At mid-afternoon the Rose Guild began winding down its session for the week, for which I was secretly grateful as it was getting rather warm. I helped Joan gather equipment and supplies into a wheelbarrow, which she then rolled to the shed to put away.
“Thanks for visiting us, Ellen.”
“Thank you for letting me tag along. I’m very interested in joining the Guild. Do you have a brochure?”
“Oh, I should, shouldn’t I? There might be one buried in my the car somewhere—or you can just visit the website.”
“That’s fine,” I said.
“It’s santaferoseguild.org,” Joan said. “It’s on the card I gave you, if you have trouble remembering.”
“Great. Thanks again!”
We removed our gardening gloves and shook hands. I rather liked Joan, and I thought my Aunt Nat might like her too. I looked forward to continuing the acquaintance.
“I’ll be calling you about the reception,” Joan said. “I’m going to want that sample menu, and a quote to put before the board. We meet Thursday.”
“All right. We’re closed tomorrow, but if you call on Tuesday I should be able to get you a quote by—say, Wednesday morning?”
“Perfect.”
Joan pushed the wheelbarrow into the shed, then bid me a cheerful farewell. I strolled off to my car, pleasantly tired and ready for a glass of something cold.

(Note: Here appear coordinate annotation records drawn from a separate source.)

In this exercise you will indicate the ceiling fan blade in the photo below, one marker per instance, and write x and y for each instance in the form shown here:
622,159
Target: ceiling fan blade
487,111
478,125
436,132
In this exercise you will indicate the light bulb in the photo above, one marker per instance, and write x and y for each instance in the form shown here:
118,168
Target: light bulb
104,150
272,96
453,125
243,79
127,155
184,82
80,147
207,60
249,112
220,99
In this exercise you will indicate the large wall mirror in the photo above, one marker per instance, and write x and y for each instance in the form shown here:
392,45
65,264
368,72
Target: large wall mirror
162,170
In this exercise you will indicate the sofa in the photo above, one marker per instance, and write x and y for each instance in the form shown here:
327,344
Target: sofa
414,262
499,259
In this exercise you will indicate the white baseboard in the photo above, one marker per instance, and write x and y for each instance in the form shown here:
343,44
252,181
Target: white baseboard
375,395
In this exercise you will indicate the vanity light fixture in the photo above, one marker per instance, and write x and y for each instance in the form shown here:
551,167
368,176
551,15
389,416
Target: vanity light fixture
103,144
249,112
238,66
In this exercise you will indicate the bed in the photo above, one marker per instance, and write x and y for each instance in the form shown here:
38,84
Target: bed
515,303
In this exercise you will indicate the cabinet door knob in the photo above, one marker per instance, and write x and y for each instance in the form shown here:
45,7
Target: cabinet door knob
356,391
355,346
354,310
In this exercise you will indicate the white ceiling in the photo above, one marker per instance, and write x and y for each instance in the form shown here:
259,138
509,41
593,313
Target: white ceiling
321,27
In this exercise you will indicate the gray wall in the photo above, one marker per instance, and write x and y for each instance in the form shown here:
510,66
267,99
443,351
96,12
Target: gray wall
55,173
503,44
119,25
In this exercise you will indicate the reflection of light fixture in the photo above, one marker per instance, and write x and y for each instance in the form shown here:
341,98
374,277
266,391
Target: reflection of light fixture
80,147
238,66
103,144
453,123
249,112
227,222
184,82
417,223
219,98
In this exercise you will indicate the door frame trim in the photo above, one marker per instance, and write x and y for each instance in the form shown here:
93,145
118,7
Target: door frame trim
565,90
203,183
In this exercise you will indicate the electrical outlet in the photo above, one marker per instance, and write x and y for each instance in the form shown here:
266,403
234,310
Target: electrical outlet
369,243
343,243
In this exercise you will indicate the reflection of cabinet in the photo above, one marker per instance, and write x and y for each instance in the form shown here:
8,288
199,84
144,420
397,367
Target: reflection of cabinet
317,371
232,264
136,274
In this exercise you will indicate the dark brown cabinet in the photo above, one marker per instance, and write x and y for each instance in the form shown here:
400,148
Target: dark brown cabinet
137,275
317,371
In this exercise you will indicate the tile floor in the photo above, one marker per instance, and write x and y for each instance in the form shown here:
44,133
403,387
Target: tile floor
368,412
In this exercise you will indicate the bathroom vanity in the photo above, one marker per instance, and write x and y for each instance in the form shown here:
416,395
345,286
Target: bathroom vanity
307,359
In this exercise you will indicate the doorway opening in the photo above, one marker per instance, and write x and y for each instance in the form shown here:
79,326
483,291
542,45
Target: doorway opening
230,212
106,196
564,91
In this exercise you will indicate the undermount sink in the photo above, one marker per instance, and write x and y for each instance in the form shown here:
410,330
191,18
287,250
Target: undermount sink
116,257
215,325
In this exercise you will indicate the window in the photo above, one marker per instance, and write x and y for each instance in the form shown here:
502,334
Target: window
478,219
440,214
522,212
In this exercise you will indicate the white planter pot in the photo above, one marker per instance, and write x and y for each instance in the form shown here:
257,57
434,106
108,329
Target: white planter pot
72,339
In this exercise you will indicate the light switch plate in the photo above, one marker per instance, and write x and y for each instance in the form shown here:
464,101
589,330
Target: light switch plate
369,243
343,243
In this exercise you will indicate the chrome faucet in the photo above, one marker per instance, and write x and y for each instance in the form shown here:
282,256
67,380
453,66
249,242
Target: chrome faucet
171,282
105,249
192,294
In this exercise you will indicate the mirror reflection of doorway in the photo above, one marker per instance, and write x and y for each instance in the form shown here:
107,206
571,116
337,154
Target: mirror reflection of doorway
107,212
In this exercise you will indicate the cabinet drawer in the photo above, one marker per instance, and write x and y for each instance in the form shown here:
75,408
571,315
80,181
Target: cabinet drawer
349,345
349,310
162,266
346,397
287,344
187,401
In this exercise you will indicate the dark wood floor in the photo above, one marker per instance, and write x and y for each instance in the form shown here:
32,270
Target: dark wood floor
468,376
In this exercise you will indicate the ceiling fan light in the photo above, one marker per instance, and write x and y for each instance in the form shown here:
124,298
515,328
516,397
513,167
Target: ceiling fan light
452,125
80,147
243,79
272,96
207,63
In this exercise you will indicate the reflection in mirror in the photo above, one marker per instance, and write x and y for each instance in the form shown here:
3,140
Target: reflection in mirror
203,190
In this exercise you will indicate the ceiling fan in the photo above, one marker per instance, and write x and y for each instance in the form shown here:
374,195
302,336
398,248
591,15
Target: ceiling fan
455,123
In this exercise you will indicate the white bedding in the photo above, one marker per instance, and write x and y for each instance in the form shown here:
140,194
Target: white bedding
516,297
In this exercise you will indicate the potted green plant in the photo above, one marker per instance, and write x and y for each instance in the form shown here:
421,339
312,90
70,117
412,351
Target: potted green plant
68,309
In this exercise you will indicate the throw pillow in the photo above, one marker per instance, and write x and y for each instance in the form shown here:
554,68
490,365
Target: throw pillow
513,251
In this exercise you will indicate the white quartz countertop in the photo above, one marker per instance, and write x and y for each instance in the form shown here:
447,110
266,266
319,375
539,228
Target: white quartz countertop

Driving home, I thought about Maria Garcia and her Our Lady of Guadalupe rosebush, and wondered if she had planted one in her own garden. If she even had a garden.
I remembered Tony mentioning she had lived in Casa de Sónset, an upscale assisted living place, a retirement community for people with money. She wouldn’t have a garden to play in there. The Rose Guild was probably her only outlet for gardening, then. No wonder she had been willing to fight for the Our Lady of Guadalupe rose.
I parked and went in the tearoom’s back door, leaving my gloves and shears on the bench out back with the intention of putting them away later. I wanted a cold drink and a shower before I put things away and figured out what to fix for dinner. Before I even reached the stairs, though, the front doorbell rang.